Mohon tunggu...
salahudin tunjung seta
salahudin tunjung seta Mohon Tunggu... Administrasi - Individu Pembelajar

Mohon tinggalkan jejak berupa rating dan komentar. Mari saling menguntungkan.

Selanjutnya

Tutup

Politik Pilihan

Partai Neo-PKI Muncul?

1 Agustus 2019   14:04 Diperbarui: 1 Agustus 2019   14:35 1137
+
Laporkan Konten
Laporkan Akun
Kompasiana adalah platform blog. Konten ini menjadi tanggung jawab bloger dan tidak mewakili pandangan redaksi Kompas.
Lihat foto
sumber gambar: jatim.suara.com

Sudah menjadi rahasia umum di Indonesia bahwa Ormas terkadang memiliki imunitas tersendiri dan mengambil langkah justifikasi secara sepihak kepada suatu kelompok, yang mana terkadang bentuk justifikasinya berupa neo-komunisme atau lahirnya komunisme dan aliran sesat. Tak jarang Ormas pun melakukan aksi pembubaran secara paksa kegiatan kelompok masyarakat yang mereka anggap sebagai misalnya gerakan komunisme ataupun aliran sesat tersebut. 

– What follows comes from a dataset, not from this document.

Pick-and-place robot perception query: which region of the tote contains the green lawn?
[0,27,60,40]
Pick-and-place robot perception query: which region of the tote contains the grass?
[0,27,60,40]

Hal itu bukan saja menjadi ancaman bagi hak kebebasan untuk berserikat, berkelompok, dan menyuarakan pendapat tetapi juga ancaman bagi kebutuhan informasi yang valid. Dikarenakan propaganda yang dilakukan oleh ormas kepada masyarakat berupa justifikasi terhadap suatu kelompok masyarakat disebarluaskan melalui media sosial.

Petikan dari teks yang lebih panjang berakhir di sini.